Efforts are underway to fill the coffers of the Senior Class Gift Fund, an annual fundraising endeavor that uses an inter-residential college competition to encourage donations from current seniors.

Director of Annual College Giving Marc Lafontaine said fund raising began Jan. 31, and will continue until spring break.

Two members of the senior class, Katie Troutman ’02 and Michael Horn ’02, are heading up the endeavor. Their ultimate goal is not to raise a specific dollar amount, but to have all the seniors participate.

Horn acknowledged that 100 percent participation is “definitely a stretch,” but said he anticipates between 75 and 80 percent of his classmates will donate to the fund, commensurate with the participation level last year.

“Some people don’t have the money, and for some people, their Yale experience hasn’t been the best,” Horn said.

He said other seniors think paying tuition is enough financial support for Yale, adding that many prefer to donate to other charities.

But Horn said he feels the Yale experience is worth far more than the cost of tuition, and that the senior class fund is different than tuition money because it helps future students.

“It is a very charitable act to give back to Yale,” he said.

Seniors can designate that their gift be used to support one of six areas: financial aid, facilities, undergraduate life, libraries, teaching and research, or unrestricted use. Additionally, a member of the Class of 2006 in the college that wins the donation competition will receive a one-semester, $10,000 scholarship, Horn said.

Lafontaine also said the fund is trying to give seniors a lifelong sense of responsibility towards Yale.

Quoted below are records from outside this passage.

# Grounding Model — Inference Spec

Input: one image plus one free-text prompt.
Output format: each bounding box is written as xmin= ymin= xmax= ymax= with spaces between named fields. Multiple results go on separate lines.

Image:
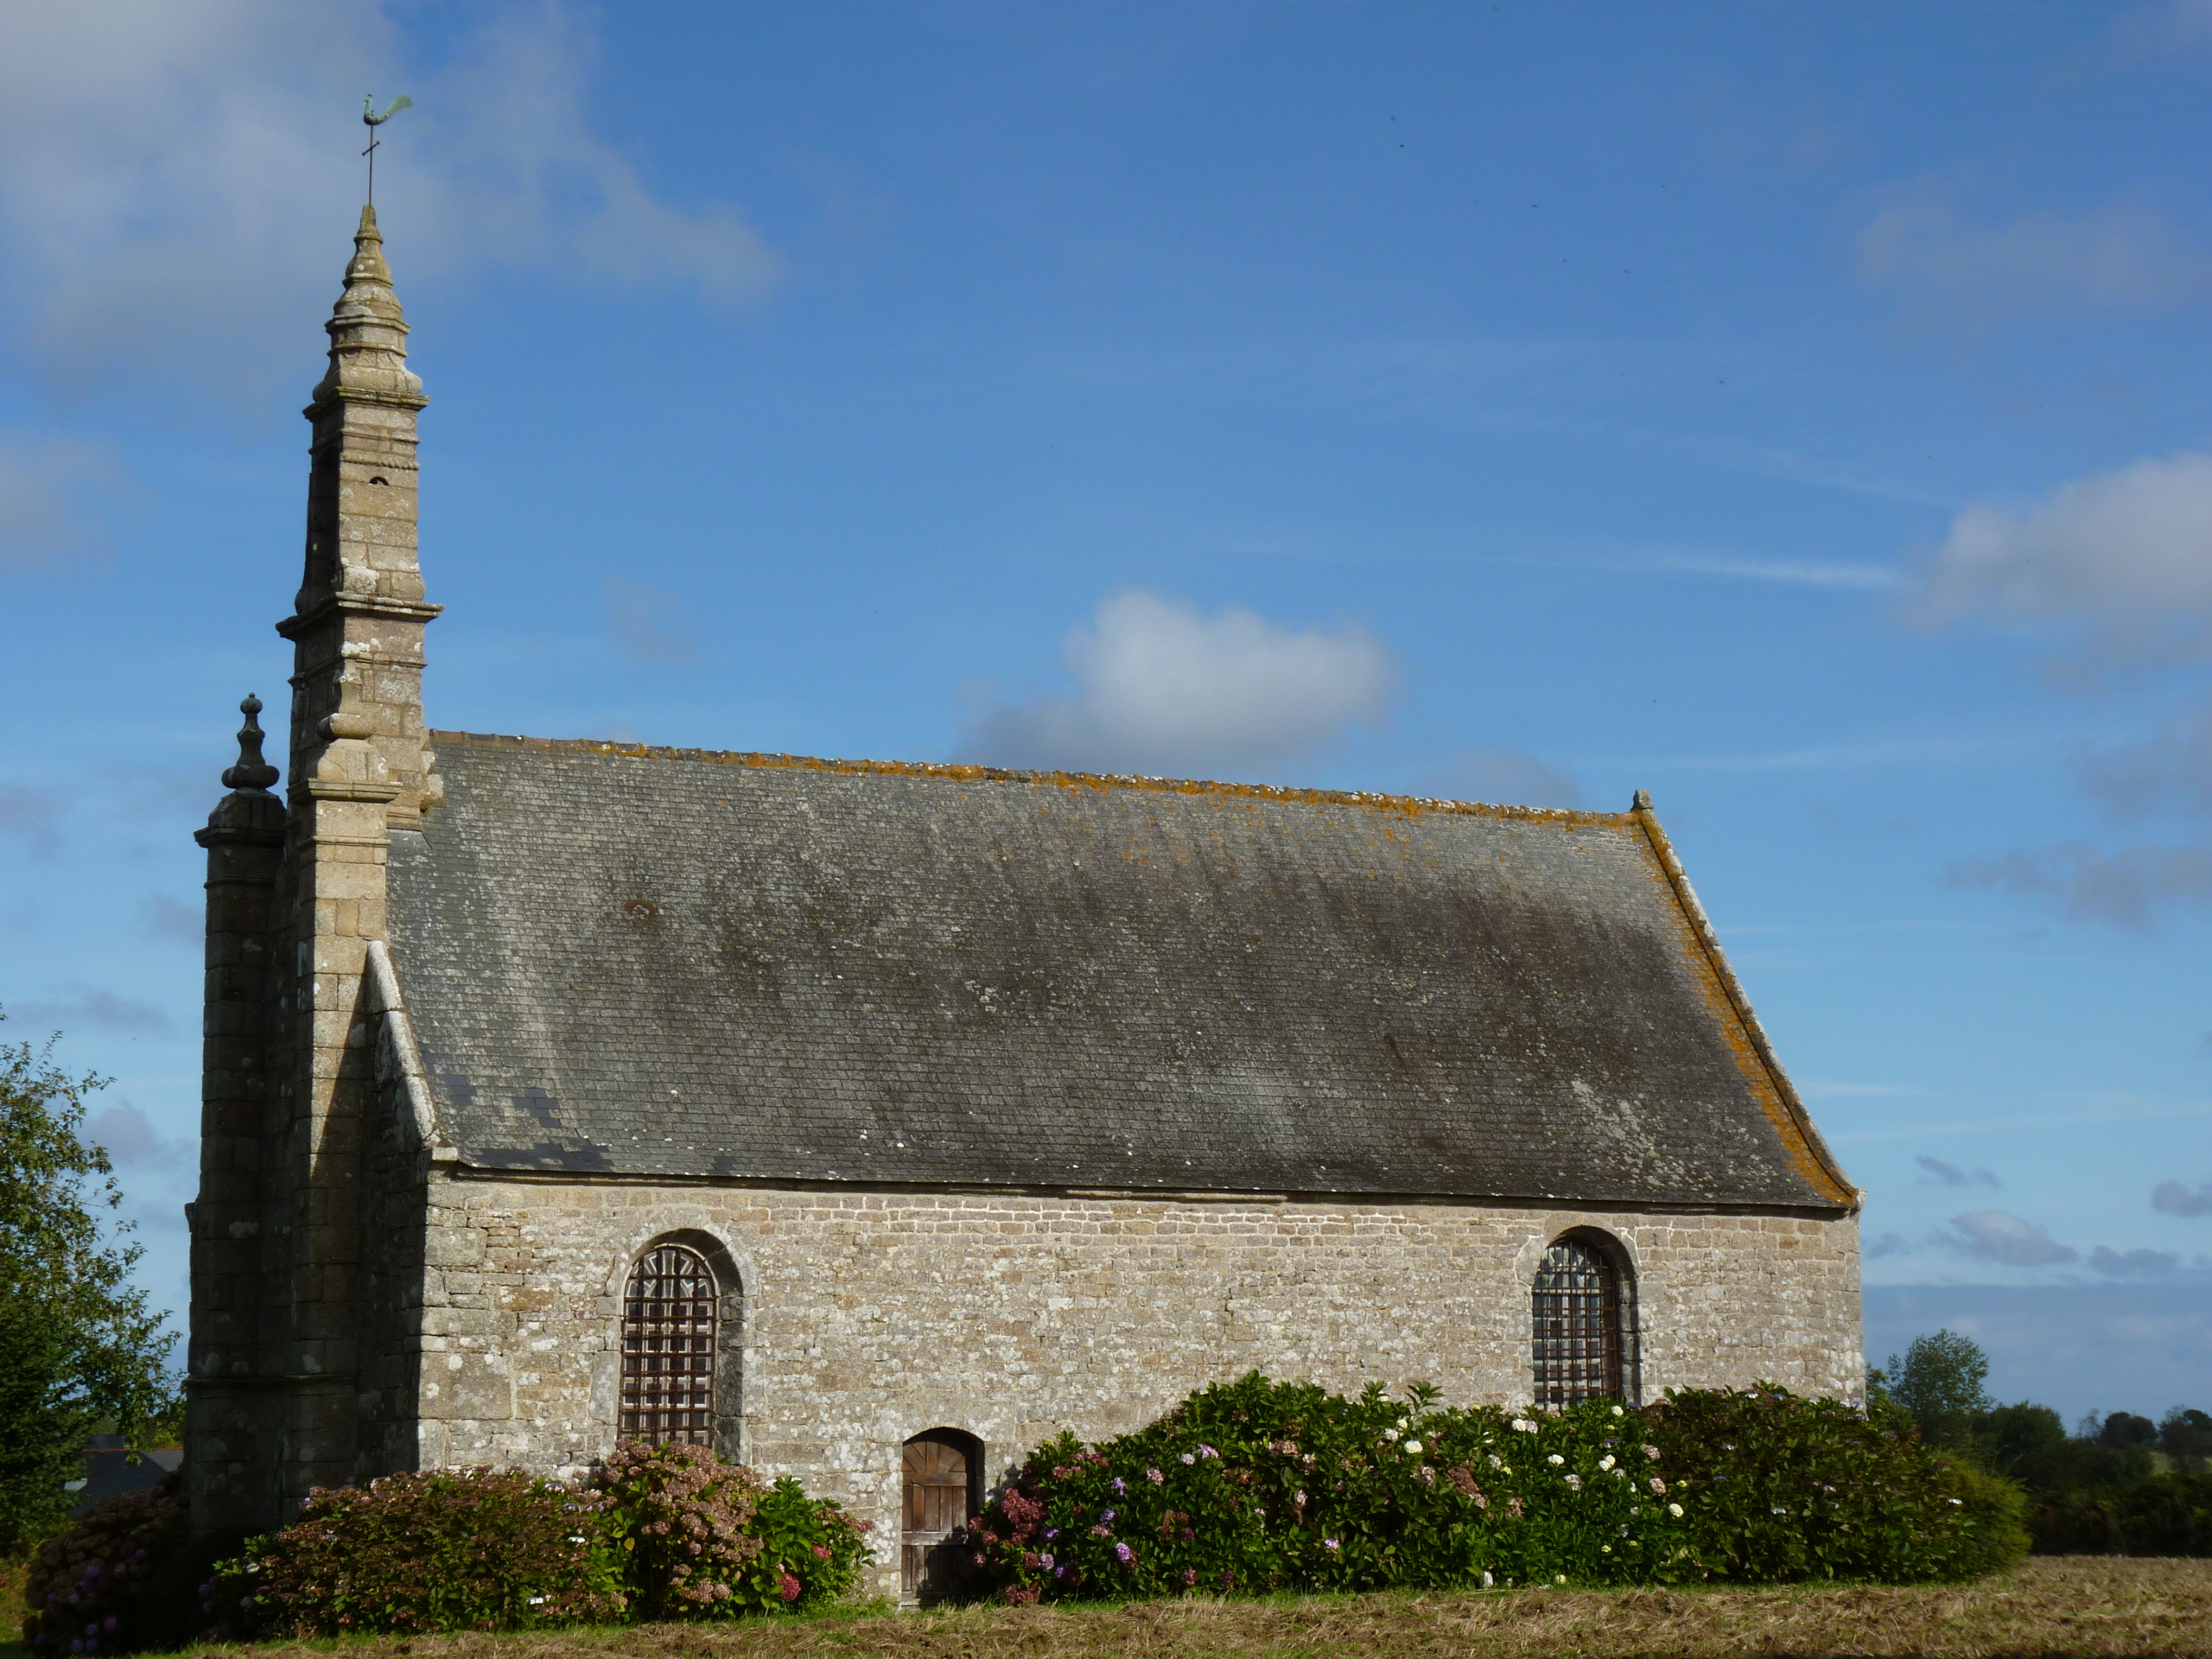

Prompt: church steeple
xmin=277 ymin=202 xmax=441 ymax=828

“We hope to breed some sense of stewardship so they will continue to be thoughtful in terms of giving something back whether as a volunteer or a donor,” he said.

The fund raising will be done through a variety of methods. Each college has two seniors who lead the fundraising efforts for that college, and they plan senior class events to build class spirit, Horn said.

Lafontaine said that raising money from college students is not as difficult as one might think, despite the fact that they are not yet earning salaries. He said that the senior class’ zeal is a major asset in terms of fundraising.

“This year’s group is pretty enthusiastic,” he said.

The enthusiasm of the senior class’ giving efforts can even spill over and inspire alumni to give to the school, he added.

Howard Han ’02 said he plans to donate to the fund because he wants other students to be able to study at Yale.

“Yale is such an amazing opportunity, and I’ve been quite lucky and blessed that I’ve been able to do this,” Han said, adding, “It’s an incredibly selfish gesture not to want to give back.”

Results of the fund raising drive will be announced after spring break.

Troutman did not respond to repeated phone calls and e-mails requesting comment. Horn is a former managing editor of the Yale Daily News.